Press Freedom Watchdog Slams Thai Junta’s Media ‘Blitzkrieg’ in Report
2015.11.12
Since the Thai military seized power in a coup 18 months ago, the junta’s obsession with peace and order has led the ruling generals to suppress Thailand’s media under their “reign of terror,” Reporters Without Borders (RSF) says in a new report.
The Paris-based press freedom watchdog on Thursday released a 44-page report, “Media hounded by junta since 2014 coup,” which examines the record and policies of Prime Minister Prayuth Chan-o-cha’s regime toward journalists and news organizations. RSF has also ranked Thailand 134th out of 180 nations on its 2015 World Press Freedom Index.

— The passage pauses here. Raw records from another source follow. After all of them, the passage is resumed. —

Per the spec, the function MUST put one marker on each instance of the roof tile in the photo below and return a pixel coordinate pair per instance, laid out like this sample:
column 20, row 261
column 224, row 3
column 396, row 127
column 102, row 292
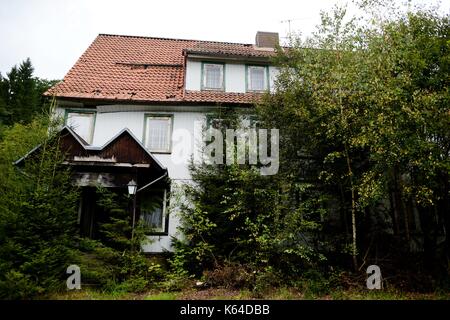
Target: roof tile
column 146, row 69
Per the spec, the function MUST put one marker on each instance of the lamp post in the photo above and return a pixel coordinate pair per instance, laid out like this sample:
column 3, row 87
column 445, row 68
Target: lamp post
column 132, row 188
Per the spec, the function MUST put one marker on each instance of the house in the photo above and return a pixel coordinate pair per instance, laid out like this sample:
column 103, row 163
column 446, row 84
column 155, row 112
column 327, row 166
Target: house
column 126, row 97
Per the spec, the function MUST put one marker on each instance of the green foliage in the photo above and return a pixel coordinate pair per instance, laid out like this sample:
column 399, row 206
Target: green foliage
column 363, row 112
column 21, row 94
column 115, row 261
column 233, row 216
column 37, row 213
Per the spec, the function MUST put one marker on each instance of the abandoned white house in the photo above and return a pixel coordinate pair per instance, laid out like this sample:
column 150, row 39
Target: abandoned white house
column 126, row 95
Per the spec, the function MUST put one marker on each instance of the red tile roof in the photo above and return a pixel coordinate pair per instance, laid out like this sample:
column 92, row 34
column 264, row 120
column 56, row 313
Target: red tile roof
column 144, row 69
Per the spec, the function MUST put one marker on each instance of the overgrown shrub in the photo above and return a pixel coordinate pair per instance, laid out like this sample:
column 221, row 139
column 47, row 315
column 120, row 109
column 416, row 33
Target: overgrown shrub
column 37, row 213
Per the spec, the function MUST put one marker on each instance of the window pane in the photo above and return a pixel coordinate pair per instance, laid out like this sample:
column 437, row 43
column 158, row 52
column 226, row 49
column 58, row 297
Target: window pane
column 158, row 134
column 82, row 124
column 152, row 210
column 213, row 77
column 257, row 77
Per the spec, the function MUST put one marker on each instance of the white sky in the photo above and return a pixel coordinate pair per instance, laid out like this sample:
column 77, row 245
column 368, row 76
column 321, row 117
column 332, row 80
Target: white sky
column 54, row 33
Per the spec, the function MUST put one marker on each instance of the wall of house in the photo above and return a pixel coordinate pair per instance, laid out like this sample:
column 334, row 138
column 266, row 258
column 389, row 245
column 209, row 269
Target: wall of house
column 234, row 76
column 110, row 120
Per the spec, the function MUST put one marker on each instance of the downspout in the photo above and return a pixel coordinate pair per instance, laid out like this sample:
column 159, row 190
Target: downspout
column 152, row 182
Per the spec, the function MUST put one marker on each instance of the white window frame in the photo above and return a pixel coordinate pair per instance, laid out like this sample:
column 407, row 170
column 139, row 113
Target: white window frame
column 222, row 76
column 90, row 113
column 164, row 227
column 249, row 78
column 169, row 119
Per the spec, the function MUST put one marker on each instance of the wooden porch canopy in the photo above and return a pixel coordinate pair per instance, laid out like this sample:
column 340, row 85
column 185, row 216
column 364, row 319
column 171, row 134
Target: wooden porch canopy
column 115, row 164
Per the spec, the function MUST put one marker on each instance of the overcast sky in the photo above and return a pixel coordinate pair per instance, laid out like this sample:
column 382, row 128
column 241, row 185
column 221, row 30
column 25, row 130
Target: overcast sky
column 54, row 33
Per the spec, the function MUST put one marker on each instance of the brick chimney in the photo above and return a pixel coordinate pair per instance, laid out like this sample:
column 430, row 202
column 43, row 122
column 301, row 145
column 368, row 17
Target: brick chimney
column 266, row 39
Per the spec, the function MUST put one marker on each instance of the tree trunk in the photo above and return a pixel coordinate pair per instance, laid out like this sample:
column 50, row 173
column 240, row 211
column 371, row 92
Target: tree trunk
column 353, row 210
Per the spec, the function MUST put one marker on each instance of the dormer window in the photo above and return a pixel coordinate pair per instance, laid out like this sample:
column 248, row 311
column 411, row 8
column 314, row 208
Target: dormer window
column 257, row 78
column 213, row 76
column 82, row 122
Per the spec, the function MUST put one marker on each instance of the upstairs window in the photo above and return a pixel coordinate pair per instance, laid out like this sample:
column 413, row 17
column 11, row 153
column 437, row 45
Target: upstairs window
column 257, row 78
column 213, row 76
column 158, row 131
column 82, row 122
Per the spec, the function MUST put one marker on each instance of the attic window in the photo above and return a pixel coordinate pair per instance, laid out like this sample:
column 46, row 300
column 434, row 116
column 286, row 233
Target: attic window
column 257, row 78
column 213, row 76
column 158, row 131
column 82, row 122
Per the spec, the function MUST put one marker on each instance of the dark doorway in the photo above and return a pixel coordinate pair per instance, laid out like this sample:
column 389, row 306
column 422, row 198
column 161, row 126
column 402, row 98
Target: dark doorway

The “junta has been persecuting the media for the past 18 months, imposing a reign of terror that has included interrogations, arbitrary arrests, a spate of prosecutions and barely veiled threats,” the report states.
The junta’s obsessiveness with peace and order – “or its use as a pretext,” as RSF puts it – “has stripped journalists and independent civil society representatives of the media freedom and freedom of information that they had won at great cost during the previous decade,” the report says.
It points to the government’s strategy of raids on media outlets and arrests of journalists along with mass URL blocking and surveillance of internet users.
“This theft of freedoms that are indispensable to democracy has been perpetrated by the military in full view of the international community, which has not, however, sufficiently decried it,” RSF concludes.
V for victory
One of the report’s chapters documents the persecution of the news website Phuketwan. Journalists Alan Morison and Chutima Sidasathian were acquitted in September on defamation charges brought against them by the Thai navy based on a 41-word excerpt from a Reuters news report, which the website published in July 2013 as part of a report on human trafficking.
“With the whole future of Thailand as a democracy up in the air, it is not a good time for the military to be suing media outlets using oppressive criminal defamation laws,” RSF quoted Morison as saying.
The report’s cover features a photograph of Thai journalist Pravit Rojanaphruk (pictured above) from 2014, his mouth taped shut and hand raised, flashing the victory sign.
Thai authorities took Pravit, a former reporter and columnist for The Nation, into custody again in September and released him two days later after an “attitude adjustment” session. To regain his freedom, Pravit, a frequent critic of the military-led government, had to sign a document in which he agreed not to lead, participate or assist in any anti-coup activities.
The report’s conclusion goes so far as to compare Prime Minister Prayuth, a former general whom RSF describes as “capricious,” to North Korean leader Kim Jong-un.
“Like Pyongyang’s dictator, Gen. Prayut[h] has cast himself as the nation’s savior, he appears in his own weekly TV program, and he orders severe sanctions for those who dare to question his legitimacy or criticize his policies.”